Is this any simpler or less computationally efficient than a simple call to the svd, followed by a rank one update? I'm not at all sure it is worth the effort on a 3x3. A 3x3 svd really is extremely fast to compute.

Answer 2

You can use power iteration to find the singular vectors corresponding to the largest singular value. Once you have that, you can use a modified version of power iteration to find the vectors for the second largest singular value; after each iteration you'll need to subtract off the projection of the partial solution vector onto the vectors for the largest singular value.

This is a poor approach for finding all the singular vectors, but should work just fine for the first two.

Answer 3

You probably already considered that, but if A is normal, the SVD can be computed by eigenvalue decomposition.
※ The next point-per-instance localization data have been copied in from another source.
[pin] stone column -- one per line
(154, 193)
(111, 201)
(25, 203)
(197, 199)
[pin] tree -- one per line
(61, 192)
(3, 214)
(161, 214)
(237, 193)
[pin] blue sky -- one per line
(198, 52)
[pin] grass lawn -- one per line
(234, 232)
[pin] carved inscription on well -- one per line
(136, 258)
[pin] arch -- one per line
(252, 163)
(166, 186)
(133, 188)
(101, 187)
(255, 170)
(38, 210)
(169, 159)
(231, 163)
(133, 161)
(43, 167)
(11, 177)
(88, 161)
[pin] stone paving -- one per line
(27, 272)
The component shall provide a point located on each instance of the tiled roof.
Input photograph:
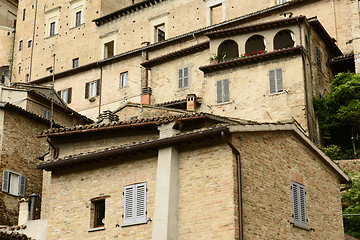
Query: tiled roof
(136, 122)
(251, 59)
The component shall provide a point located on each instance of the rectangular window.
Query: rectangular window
(92, 89)
(13, 183)
(109, 49)
(318, 57)
(78, 18)
(52, 29)
(123, 79)
(46, 114)
(276, 81)
(298, 205)
(216, 14)
(98, 208)
(183, 77)
(223, 91)
(160, 33)
(135, 204)
(66, 95)
(75, 62)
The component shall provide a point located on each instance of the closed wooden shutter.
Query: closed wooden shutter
(5, 182)
(87, 86)
(69, 95)
(22, 184)
(298, 204)
(272, 81)
(140, 213)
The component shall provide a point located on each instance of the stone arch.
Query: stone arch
(284, 39)
(230, 48)
(254, 44)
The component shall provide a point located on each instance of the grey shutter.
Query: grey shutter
(272, 81)
(5, 183)
(219, 91)
(279, 80)
(129, 204)
(186, 77)
(22, 184)
(180, 78)
(140, 212)
(298, 204)
(226, 90)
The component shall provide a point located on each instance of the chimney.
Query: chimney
(191, 102)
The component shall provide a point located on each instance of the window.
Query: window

This amounts to solving the characteristic polynomial, and, since it is a degree 3 polynomial for a rank 3 matrix, the roots are found by well-known cubics formulae.

It also looks like SVD in general must be reducible to solving cubics for a matrix of rank 3, but I cannot remember reading anything on that. A quick google-around turned this piece of code that claims to solve the rank 3 SVD in this manner. There is no accompanying paper, unfortunately. If using this code, testing it with a non-positive-definite matrix should be a good test case.

Edit: On the second reading, it seems that the author there using eigendecomposition as well. Likely not good on non-PD matrices, but I'd like to be proven wrong here.